S. pyogenes genes are differentially expressed during growth phases (reviewed in [45]). Generally, the factors necessary for colonization such as adhesins and immune evasion factors are expressed more at the exponential phase and the factors involved in persistence and spread are more expressed at the stationary phase. This growth phase-dependent differential expression may be triggered by nutritional status, quorum sensing, cell cycle status, metabolic by-products, pH or other factors involved in or derived from each growth phase. Many sRNAs are key components of regulatory cascades managing environmental change [46]. Intracellular abundance of most novel sRNAs varied between different growth phases (Figure 4), so some of the sRNAs may be involved in coordinating the expression of genes in response to environmental or other signals derived from growth phases.

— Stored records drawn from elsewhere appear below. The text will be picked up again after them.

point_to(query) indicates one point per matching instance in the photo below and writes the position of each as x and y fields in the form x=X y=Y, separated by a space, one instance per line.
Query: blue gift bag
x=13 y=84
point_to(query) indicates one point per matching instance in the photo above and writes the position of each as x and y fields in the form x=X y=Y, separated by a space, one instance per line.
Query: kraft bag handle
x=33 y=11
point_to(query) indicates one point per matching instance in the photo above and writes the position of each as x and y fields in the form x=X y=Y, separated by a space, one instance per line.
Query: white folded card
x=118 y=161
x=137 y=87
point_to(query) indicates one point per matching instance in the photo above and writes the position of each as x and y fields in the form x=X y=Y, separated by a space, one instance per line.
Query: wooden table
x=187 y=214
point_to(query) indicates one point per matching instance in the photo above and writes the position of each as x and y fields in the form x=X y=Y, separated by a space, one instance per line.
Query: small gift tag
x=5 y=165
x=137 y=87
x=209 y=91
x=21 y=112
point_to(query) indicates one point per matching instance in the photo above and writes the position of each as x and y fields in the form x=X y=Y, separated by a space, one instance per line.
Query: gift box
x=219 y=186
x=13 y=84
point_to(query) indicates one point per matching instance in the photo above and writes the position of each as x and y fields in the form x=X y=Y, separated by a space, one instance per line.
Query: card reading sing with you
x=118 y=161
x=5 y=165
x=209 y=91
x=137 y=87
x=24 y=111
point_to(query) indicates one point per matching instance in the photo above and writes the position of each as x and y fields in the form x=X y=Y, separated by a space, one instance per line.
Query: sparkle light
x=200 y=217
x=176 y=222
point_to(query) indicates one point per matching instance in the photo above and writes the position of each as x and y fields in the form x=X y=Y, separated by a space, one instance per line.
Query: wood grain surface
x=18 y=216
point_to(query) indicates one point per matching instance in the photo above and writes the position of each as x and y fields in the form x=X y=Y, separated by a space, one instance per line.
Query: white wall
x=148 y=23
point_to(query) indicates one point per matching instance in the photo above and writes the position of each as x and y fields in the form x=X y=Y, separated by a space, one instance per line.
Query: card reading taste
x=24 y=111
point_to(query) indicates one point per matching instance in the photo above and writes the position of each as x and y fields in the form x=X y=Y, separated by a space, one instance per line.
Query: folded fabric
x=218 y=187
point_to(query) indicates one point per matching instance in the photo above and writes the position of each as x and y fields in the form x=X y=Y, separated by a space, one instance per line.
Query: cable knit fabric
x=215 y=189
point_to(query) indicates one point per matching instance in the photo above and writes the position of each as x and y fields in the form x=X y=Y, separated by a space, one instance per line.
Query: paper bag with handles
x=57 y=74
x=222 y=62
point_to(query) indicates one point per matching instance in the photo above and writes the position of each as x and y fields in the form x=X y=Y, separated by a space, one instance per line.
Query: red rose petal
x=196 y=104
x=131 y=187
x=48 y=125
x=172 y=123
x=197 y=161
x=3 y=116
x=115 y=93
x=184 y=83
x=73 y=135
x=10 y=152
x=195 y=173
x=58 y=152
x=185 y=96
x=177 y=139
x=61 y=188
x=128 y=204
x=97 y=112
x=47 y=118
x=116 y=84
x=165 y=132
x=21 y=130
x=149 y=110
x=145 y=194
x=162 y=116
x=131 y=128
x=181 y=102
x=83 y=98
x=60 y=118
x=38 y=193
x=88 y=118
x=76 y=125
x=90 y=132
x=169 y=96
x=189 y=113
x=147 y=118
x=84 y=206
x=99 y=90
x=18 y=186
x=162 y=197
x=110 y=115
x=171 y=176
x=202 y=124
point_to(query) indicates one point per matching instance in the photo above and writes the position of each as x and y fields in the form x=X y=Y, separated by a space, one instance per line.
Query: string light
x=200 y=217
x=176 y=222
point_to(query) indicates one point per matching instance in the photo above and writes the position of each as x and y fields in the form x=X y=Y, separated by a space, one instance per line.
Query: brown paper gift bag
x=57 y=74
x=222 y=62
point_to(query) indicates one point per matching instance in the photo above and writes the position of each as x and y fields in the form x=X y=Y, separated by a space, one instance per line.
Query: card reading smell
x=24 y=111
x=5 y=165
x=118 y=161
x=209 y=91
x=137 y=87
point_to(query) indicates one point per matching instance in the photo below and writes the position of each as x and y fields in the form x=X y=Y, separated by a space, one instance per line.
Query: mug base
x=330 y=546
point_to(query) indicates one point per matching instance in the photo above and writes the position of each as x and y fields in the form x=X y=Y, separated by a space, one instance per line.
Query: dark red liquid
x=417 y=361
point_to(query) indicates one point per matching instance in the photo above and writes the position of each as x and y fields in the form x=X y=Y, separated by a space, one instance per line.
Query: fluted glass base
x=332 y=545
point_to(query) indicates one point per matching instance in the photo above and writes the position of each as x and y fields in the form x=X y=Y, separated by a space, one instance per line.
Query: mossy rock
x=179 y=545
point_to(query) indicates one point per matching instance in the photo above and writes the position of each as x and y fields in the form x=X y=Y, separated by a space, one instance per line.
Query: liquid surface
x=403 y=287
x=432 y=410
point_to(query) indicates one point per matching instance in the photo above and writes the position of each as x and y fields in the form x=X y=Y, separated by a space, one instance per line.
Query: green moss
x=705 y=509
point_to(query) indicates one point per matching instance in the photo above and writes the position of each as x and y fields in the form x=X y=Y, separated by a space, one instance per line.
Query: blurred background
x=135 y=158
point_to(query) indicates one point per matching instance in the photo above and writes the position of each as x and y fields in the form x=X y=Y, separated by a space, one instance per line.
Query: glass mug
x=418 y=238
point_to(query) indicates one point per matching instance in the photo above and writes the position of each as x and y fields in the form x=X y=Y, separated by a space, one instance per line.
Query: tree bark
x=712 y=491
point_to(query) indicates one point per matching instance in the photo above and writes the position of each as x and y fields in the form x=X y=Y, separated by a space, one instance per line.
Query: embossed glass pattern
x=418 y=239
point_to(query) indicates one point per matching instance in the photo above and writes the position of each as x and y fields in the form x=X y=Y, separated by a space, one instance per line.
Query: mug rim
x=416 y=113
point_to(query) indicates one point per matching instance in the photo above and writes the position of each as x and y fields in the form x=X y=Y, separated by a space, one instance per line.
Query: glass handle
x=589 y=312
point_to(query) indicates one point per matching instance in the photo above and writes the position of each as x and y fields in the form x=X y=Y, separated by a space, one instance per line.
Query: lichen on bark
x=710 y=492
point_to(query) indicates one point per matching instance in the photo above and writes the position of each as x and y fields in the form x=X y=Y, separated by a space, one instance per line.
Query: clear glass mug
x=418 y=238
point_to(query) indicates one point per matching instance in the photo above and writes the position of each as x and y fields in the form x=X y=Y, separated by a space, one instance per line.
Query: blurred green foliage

The majority of trans-acting sRNA regulates translation by binding to mRNAs, so identification of target mRNAs of an sRNA would help define the role of the sRNA. Two approaches have been employed to predict target mRNAs of an sRNA: computational prediction approach using bioinformatics and experimental approaches such as genomics- or proteomics-based approaches. The bioinformatic approach is easily accessible since there are several algorithms available online such as TargetRNA [47] (http://snowwhite.wellesley.edu/targetRNA/), RNApredator [48] (http://rna.tbi.univie.ac.at/RNApredator2/target_search.cgi) and IntaRNA [49] (http://rna.informatik.uni-freiburg.de:8080/v1/IntaRNA.jsp). Generally, these algorithms have been developed on the basis of the information of antisense-target RNA interactions previously identified experimentally. When we used these algorithms to find target mRNAs of the new sRNAs, there was not much overlap of target mRNA candidates between these algorithms. The general experimental approaches of high throughput screening for identification of target mRNAs are genomics- and proteomics-based approaches [50]. Between these experimental approaches, a genomics approach using microarray has been preferred. Generally, sRNAs affect translation, not transcription. However, influence of translation of mRNAs appears to influence mRNA degradation by RNases. Thus, microarray-based approaches that compare transcriptional profiles between a pair of strains of an sRNA null mutant and the wild type strain or an over-expressing mutant have been used successfully to identify sRNA targets [51], [52], [53], [54], [55], [56], [57], [58]. Degradation of some target RNAs may not be influenced by binding their cognate sRNAs in some cases. In this case, a proteomics-based approach based on 2-D gel electrophoresis would be useful to identify the targets of sRNAs. However, a proteomics-based approach has a downside of limited coverage of proteins. The expression levels of proteins produced by cells cover a wide range and many of them are not abundant. In many cases, sRNA regulates the expression of regulatory proteins, whose expression level is much lower than that of housekeeping proteins. Because of this limitation, the proteomics-based approach has not been used widely. Also, in S. pyogenes, many important proteins in physiology and pathogenesis are tightly associated with the cell wall, which makes the use of proteomics-based approaches more difficult.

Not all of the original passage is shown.